Хэнк покачал головой и удивился вопросу. Что ему скрывать? Они вдвоем сидели на груженной деревянным брусом повозке и подпрыгивали в такт движению. Сидели сбоку и Хэнк, считывая слова с губ Йохана, старался рассмотреть город. Из широкого окна второго этажа свесилась пышная матрона и поливала цветы в ящике на внешнем подоконнике. Локтем задевала раскрытые красные ставни и те лениво покачивались.
Хэнк, облизнув сухие губы спросил сам:
— А если херр Бонифаций не найдется, меня отпустят обратно в Эсселдейк?
— Даже не знаю. По закону все имущество Бонифация переходит его жене. Но, с другой стороны, официально ты наемный работник. И нанимал тебя именно Бонифаций. Так, что может быть. А, что? Не понравилось у нас?
— Почему же? Красивый город. Теплый. Но у меня в Эсселдейке невеста.
— Тогда понятно.
Йохан наклонился к уху Хэнка и громко выговорил:
— У меня есть подозрения, что херра Бонифация айт Досандо мы больше не увидим никогда.
Хэнк озадаченно заморгал.
— Позавчера, когда, тот парень, Карел, остановил лодку на финише, кто-то, там же, видел Бонифация о чем-то с ним говорящего, — продолжил Йохан, — возбужденного и испуганного.

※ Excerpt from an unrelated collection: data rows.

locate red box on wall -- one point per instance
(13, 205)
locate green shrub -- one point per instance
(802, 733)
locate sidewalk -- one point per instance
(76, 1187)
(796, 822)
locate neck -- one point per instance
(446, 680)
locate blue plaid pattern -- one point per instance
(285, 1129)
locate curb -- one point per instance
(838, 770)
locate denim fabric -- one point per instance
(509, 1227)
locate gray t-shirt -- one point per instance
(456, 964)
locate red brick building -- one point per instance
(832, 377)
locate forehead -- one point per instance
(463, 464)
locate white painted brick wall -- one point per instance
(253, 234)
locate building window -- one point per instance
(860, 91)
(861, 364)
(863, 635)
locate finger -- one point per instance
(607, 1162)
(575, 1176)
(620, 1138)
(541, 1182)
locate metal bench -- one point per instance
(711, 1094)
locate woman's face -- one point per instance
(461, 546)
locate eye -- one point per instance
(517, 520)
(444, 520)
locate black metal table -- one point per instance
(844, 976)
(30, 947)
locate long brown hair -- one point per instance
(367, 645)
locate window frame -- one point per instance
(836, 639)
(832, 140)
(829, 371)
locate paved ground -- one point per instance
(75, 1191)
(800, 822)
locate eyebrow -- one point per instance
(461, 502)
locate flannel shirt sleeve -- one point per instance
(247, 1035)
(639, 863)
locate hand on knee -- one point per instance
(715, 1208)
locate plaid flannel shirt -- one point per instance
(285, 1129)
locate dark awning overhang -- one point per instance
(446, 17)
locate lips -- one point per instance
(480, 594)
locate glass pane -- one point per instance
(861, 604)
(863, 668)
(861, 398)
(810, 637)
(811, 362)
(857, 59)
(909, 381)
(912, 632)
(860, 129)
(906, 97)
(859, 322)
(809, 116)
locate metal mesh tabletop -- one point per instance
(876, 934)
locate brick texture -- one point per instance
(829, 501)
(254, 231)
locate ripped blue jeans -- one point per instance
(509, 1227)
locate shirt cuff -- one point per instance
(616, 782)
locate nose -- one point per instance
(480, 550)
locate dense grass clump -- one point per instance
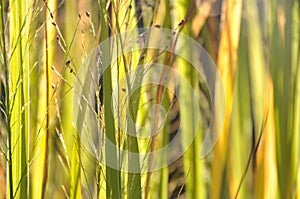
(149, 99)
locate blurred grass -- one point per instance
(255, 45)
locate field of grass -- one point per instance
(150, 99)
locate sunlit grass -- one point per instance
(45, 45)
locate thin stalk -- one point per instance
(47, 105)
(19, 87)
(7, 103)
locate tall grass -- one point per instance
(46, 58)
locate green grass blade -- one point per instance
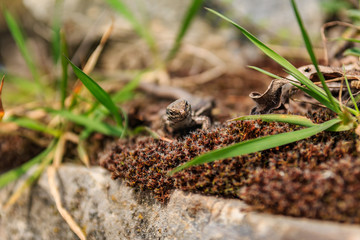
(313, 58)
(349, 39)
(352, 51)
(21, 44)
(34, 125)
(258, 144)
(140, 29)
(276, 57)
(89, 123)
(97, 92)
(64, 69)
(186, 22)
(56, 38)
(265, 72)
(14, 174)
(350, 93)
(291, 119)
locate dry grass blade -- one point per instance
(2, 112)
(51, 171)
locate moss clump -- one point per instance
(284, 180)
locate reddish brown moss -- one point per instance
(284, 180)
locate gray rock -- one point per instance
(108, 209)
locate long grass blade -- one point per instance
(313, 58)
(56, 38)
(2, 111)
(258, 144)
(64, 69)
(98, 93)
(89, 123)
(350, 93)
(291, 119)
(279, 59)
(186, 22)
(14, 174)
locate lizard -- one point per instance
(180, 115)
(186, 112)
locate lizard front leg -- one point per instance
(204, 121)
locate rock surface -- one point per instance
(107, 209)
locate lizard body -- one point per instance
(185, 113)
(180, 115)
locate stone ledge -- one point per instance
(108, 209)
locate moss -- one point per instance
(317, 177)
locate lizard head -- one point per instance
(178, 110)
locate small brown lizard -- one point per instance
(187, 112)
(180, 115)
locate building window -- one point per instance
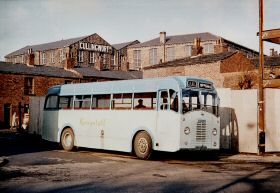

Я не знаю деталей, но знаю Бонифация. У него последнее время были трудности с деньгами. А он за грош удавится. И с этим парнем — Карелом, были в прошлом разногласия. Что именно произошло, судить не берусь, но пропал Бонифаций сразу после того случая.
— Я не понял, — честно сказал Хэнк, немного подумав.
— Долго объяснять, — помотал головой Йохан, — прими как данность. Ты был нужен ему, как счетовод. Но думаю, считать этому скупердяю больше нечего. Так, что, похоже, ты вернешься к своей невесте.
Хэнк просиял. Потом спросил:
— Вы так нелестно отзываетесь о своем друге.
— Он мне не друг. Трудимся в одной сфере в силу обстоятельств. Мы не враги, конечно, но уж точно не друзья.
— Когда такое говорят, значит испытывают неприязнь к человеку.
— Нет, ничего такого, я к нему не испытываю. Ни к кому не испытываю. Но не понимаю, почему людей надо любить? Человеколюбие — это такое качество, которое овладевает недалекими или наивными. Некоторые с возрастом умнеют, но не все.
— Вы поэтому придумываете такие машины?
— Какие?
— С их помощью убивают людей.
— Этих людей убили бы в любом случае. Я давно перестал пытаться изменить мир. Я под него подстроился. Нашел свое место. Ничего эпохального от меня не зависит.
— Но вы же хороший человек.
— С чего ты решил?! Это не так. Я поживший человек и видевший все человеческие типажи. Все они уродливые. Просто некоторые научились маскироваться под хороших. И выглядят так для наивных. Я не наивный. И знаю, что все люди уроды.
— Это вы себе такое оправдание придумали?
— Да. Потому что я тоже урод, как и остальные.
Оставшийся путь проделали молча. Скрипели повозки, грохотали колеса, но Хэнк этого не слышал. В теплом воздухе летали аромат цветов и пушистые шмели.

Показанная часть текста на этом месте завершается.